Even though I never read any of Hugh Lofting’s Dr. Dolittle books as a child, the doctor who speaks with animals is too culturally pervasive for me to have been entirely ignorant. Between movie adaptations, TV references and one-liners in comedy routines, it’s rather hard to imagine remaining unfamiliar with the character on some basic level. When Audible offered this particular edition as part of a free promotion this summer, it seemed like an excellent excuse to make my acquaintance while at the same time letting my children listen to this classic on a road trip.
Apart from some general idea of a doctor talking to animals in the jungle, I was also aware of some accusations of racism, so we had a little family chat before pressing play. Things were relatively fine on that level until our heroes got to Africa. At that point, my wife and I dropped our collective jaws at the diverse usage of racial epithets, and at the storyline that involves an African prince wanting to become white so he can win the fair princess. Even though the story was always innocent and never actively bigoted, it was still quite shocking to hear such racially loaded terms in a beloved children’s book. I’ve read several justifications after the fact — some well-reasoned, others quite belligerent — but there’s really no way of excusing or avoiding the fact that Dr. Dolittle has more than its fair share of problematic colonial holdovers.
There were some quality lessons, to be sure, such as the need to actually listen to the needs of others, as exemplified by Dr. Dolittle taking the time to learn to talk to animals. The whimsical nature of the story, altogether too rare in our day, was also a most welcome feature of the book. Yet despite the many positives, I can’t say that we ever truly enjoyed the story. Perhaps we were too spoiled in our modernity to appreciate such innocence, or maybe the sheer number of children’s books makes it that much more difficult to impress. Either way, it was difficult to bridge the gap between this book and our modern sensibilities, although I can certainly appreciate why it has remained so loved through the years. For myself, I may just end up watching the Eddie Murphy adaptation which I’ve been so studiously avoiding these many years. At that point, I will undoubtedly revel in the sheer irony of an African-American playing Dr. Dolittle, and smile at how the seed of a good story can grow into something fundamentally the same yet entirely changed.
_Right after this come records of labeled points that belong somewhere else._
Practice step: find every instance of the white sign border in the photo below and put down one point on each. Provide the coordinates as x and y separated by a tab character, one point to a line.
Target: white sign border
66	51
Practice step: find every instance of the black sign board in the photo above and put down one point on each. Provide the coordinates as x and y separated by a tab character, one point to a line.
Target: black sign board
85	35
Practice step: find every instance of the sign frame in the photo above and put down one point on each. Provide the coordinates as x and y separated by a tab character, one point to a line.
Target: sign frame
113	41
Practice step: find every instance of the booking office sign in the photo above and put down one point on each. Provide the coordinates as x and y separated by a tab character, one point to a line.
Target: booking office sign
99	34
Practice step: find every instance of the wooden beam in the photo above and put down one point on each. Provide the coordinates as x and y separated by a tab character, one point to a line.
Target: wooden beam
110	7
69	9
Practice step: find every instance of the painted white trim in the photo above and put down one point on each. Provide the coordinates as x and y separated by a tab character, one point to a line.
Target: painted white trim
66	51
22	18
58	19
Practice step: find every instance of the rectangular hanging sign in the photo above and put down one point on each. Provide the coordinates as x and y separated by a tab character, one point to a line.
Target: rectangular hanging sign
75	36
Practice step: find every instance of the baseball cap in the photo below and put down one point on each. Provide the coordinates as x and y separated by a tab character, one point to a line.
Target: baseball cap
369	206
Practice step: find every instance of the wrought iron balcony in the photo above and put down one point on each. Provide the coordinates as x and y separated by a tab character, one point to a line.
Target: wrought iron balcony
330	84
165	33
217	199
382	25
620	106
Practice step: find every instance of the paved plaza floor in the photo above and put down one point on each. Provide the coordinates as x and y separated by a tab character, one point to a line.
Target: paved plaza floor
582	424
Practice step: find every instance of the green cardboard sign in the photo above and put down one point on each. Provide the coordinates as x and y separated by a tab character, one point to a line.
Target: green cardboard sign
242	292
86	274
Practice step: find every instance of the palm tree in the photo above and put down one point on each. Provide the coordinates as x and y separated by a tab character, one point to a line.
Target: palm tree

Audiobook notes: Although mostly a solid production, there were two issues in this edition which I found terribly distracting. First, it begins with a lengthy note by the author explaining why The Story of Dr. Dolittlewas such a great children’s book. Yes, that type of author introduction was common back in the day, but I found it a poor decision to include at the start of the audiobook. Not only did the self praise set my teeth on edge; it’s also incredibly hard to keep a child’s attention focused when some adult is nattering on about nothing. I was also a bit turned off by the ludicrous accent chosen by the narrator for the African voices, as it only served to reinforce the colonial caricatures.
Lofting was born in Maidenhead, England, to English and Irish parents. His early education was at Mount St Mary's College in Sheffield, after which he went to the United States, completing a degree in civil engineering at the Massachusetts Institute of Technology.
He traveled widely as a civil engineer before enlisting in the Irish Guards to serve in World War I. Not wishing to write to his children of the brutality of the war, he wrote imaginative letters that were the foundation of the successful Doctor Dolittle novels for children. Seriously wounded in the war, he moved with his family to Connecticut in the United States. Lofting was married three times and had three children, one of whom, his son Christopher, is the executor of his literary estate.